A new documentary exploring the history of the Great Irish Hunger and the story of the million Irish people who left Ireland to escape hunger during this time will premier on Tuesday, November 10, at Quinnipiac University.

“Ireland’s Great Hunger and the Irish Diaspora” is a 50-minute documentary narrated by famed Irish actor Gabriel Byrne that delves into the troubled history of crop failure, death and emigration that struck Ireland between 1845 and 1853.

During these years, the potato crop, on which the Irish people were so reliant, was struck by a blight causing the crop to fail and leaving the Irish population without a food source.

The film’s producers, Rebecca Abbott and Liam O’Brien, take a look throughout the documentary at not only the physical reasons why the period of hunger often dubbed the “Irish Famine” was caused i.e. the appearance of the blight, but at the historical, social and political circumstances that caused it to have such a devastating and lasting effect on its people.

“Understanding how the Great Hunger happened can help us see – and perhaps prevent – similar situations that are developing and taking place in the world today,” said Abbott, who filmed and edited the documentary.

“I feel the documentary will help viewers develop a deeper understanding of a major, tragic event in world history.

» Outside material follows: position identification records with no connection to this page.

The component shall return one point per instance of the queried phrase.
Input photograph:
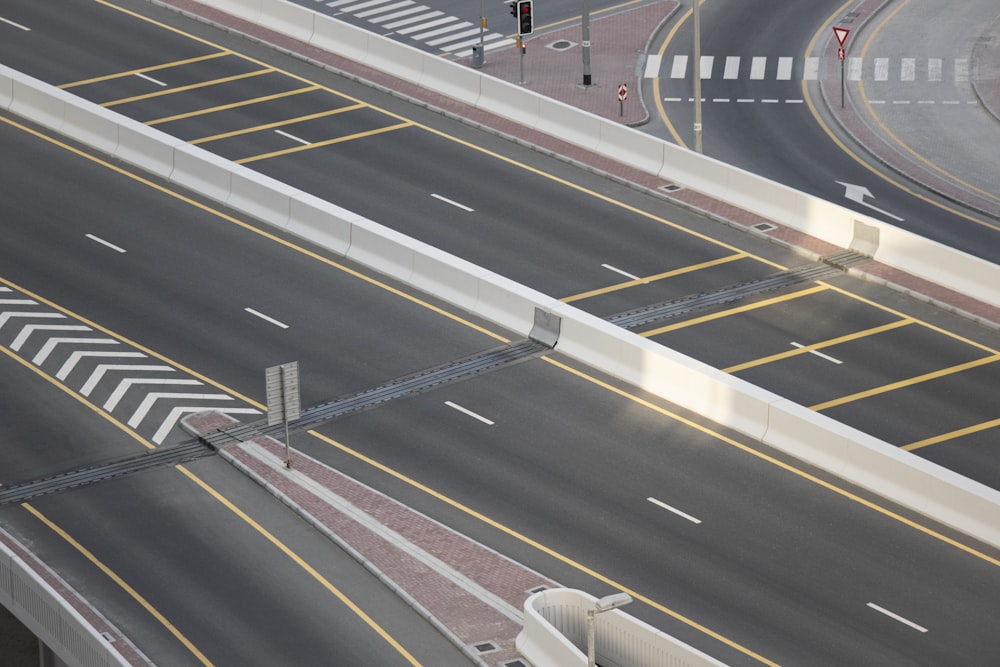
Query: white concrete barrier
(261, 196)
(321, 222)
(962, 504)
(288, 18)
(340, 38)
(41, 103)
(555, 635)
(6, 86)
(201, 171)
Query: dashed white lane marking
(660, 503)
(466, 411)
(292, 137)
(151, 79)
(819, 354)
(620, 272)
(264, 317)
(652, 66)
(16, 25)
(897, 617)
(453, 203)
(108, 244)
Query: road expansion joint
(472, 594)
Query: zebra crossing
(786, 68)
(431, 27)
(145, 393)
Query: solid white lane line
(105, 243)
(266, 318)
(16, 25)
(292, 137)
(151, 79)
(660, 503)
(819, 354)
(619, 271)
(469, 412)
(453, 203)
(904, 621)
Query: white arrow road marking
(857, 193)
(119, 393)
(75, 358)
(660, 503)
(176, 413)
(51, 344)
(5, 317)
(29, 329)
(452, 202)
(904, 621)
(152, 398)
(101, 369)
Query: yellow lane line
(976, 428)
(247, 226)
(805, 349)
(819, 407)
(181, 89)
(134, 594)
(320, 144)
(298, 560)
(234, 105)
(538, 545)
(901, 315)
(280, 123)
(900, 143)
(823, 30)
(735, 311)
(654, 278)
(143, 70)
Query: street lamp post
(606, 603)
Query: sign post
(622, 96)
(841, 35)
(283, 403)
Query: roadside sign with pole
(283, 402)
(841, 35)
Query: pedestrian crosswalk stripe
(784, 69)
(679, 69)
(413, 19)
(732, 70)
(424, 26)
(404, 12)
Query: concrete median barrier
(203, 172)
(287, 18)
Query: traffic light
(524, 22)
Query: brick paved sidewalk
(473, 594)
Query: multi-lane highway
(763, 110)
(781, 566)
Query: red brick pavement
(470, 592)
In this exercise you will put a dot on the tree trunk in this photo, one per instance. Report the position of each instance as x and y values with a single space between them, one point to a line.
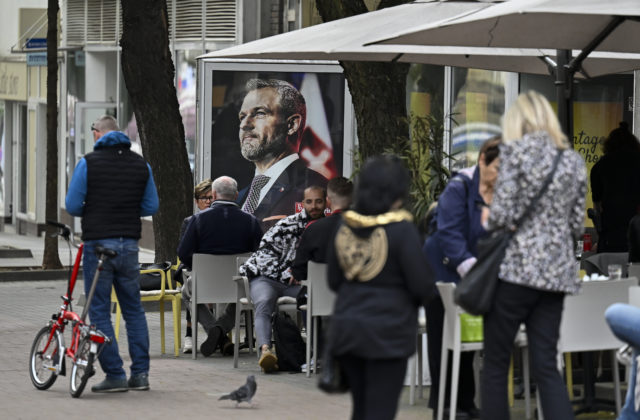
51 259
377 89
149 76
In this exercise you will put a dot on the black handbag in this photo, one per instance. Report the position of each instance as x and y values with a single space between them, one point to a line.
332 380
475 291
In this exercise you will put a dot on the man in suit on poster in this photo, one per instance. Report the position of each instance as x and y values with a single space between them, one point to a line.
272 119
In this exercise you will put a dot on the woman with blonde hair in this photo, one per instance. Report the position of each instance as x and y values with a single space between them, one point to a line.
538 269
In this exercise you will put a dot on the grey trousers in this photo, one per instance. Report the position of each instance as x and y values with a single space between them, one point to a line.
226 321
264 294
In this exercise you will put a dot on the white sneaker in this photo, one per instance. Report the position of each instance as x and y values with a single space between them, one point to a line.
188 345
303 368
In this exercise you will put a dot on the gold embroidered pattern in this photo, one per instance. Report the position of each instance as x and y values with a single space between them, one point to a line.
358 220
361 259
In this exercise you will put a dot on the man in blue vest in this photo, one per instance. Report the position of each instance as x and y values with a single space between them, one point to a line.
111 188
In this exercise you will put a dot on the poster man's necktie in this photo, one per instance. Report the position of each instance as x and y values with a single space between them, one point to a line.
251 202
636 394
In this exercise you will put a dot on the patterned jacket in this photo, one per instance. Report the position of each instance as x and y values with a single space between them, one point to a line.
541 254
277 249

“I hope by getting a better understanding of the historical, cultural and political events leading up to and surrounding the Great Hunger, audiences will begin to see how this understanding can give insight into events taking place today.”

Throughout the documentary, Abbott, a professor in the Department of Film, Television and Media Arts at Quinnipiac University, also speaks to descendants of those Great Hunger survivors who fled Ireland in the hopes of escaping hunger and poverty, aiming to make a better life for themselves on foreign shores. The film will focus, in particular, on those who fled Ireland through a Canadian quarantine station, and those whose maternal ancestors emigrated to Australia under the Earl Grey scheme from 1849 to 1852.

The quarantine station in question is the island of Grosse Île, Quebec, Canada, which acted as a quarantine station for the Port of Quebec akin to Staten Island in New York during the Great Hunger period. Many Irish lost their lives here during the typhus epidemic of 1847 - a year that is named Black ‘47 in Irish history in memory of the worst period of the Irish Famine.

The island is locally known as “L’Íle des Irlandais,” The Island of the Irish, due to the fact that several thousand Irish people are buried in mass graves there. Many of those who succeeded in escaping the famine and survived the Atlantic crossing, died as a result of fever once on the island.

In 1847 alone, 100,000 Irish people attempted to enter the port and escape starvation at home.

These passengers knew little of the hardships and sickness that they were still to face. Between 1832 and 1837, there were 7,480 burials recorded on the island. In 1847 alone, this number reached 5,424 with many Irish people listed as being buried at sea.

READ MORE: Canada announces $5 million in funding for Grosse Île, famine-era Ellis Island.

The Earl Grey scheme, named after its principal architect, Earl Grey, the British government's Secretary of State for War and the Colonies at the time of the Great Hunger, operated in Ireland between 1849 and 1852, shipping over 4,000 young Irish girls and women from workhouses to the Australian colonies, arriving at Sydney, Melbourne and Adelaide.

“The Potato Orphans” as they are sometimes dubbed, were, at times, married off to convicts who had also been shipped to the Australian colonies.

Even though many young women may have survived the famine, they were left orphaned by the deaths of their family members or abandoned by parents who were no longer able to provide for them. Many entered the already struggling workhouses, which became increasingly overcrowded and under-resourced as the famine worsened.

Up to 4,000 vulnerable and lonely Irish girls were sent to Australia to work for as little as £11 a year in an attempt to relieve the pressure on the workhouses. Aged between 14 and 45, the women were shipped out in batches of 200 to 300 at a time, on a voyage almost identical to that of the Irish convicts being sent to Australia.

READ MORE: Orphans of Ireland’s Great Hunger married off to Australian convicts.

Featuring in the documentary is Christine Kinealy, Founding Director of Ireland’s Great Hunger Institute. Speaking on the Institute’s contribution to its production she said: “The mission of the Great Hunger Institute is to promote a scholarly understanding of the Great Hunger. The production of this documentary reinforces the fact that Quinnipiac University is a world leader in the study of the Great Hunger.”

The film will also feature many other leading scholars on the subject of the Great Hunger including Declan Kiberd, University College Dublin and Notre Dame University; Ciaran O’Murchadha, author of “The Great Famine: Ireland’s Agony 1845-1852”; Mike Murphy, University College Cork; and Richard Reid, historian, National Museum of Australia.

The documentary, “Ireland’s Great Hunger and the Irish Diaspora,” will be premiered from 6:30-8:30 p.m. on Tuesday, November 10, in the Mount Carmel Auditorium in the Center for Communications and Engineering at Quinnipiac University, 275 Mount Carmel Ave. The viewing, sponsored by Ireland’s Great Hunger Institute at Quinnipiac, is free and open to the public.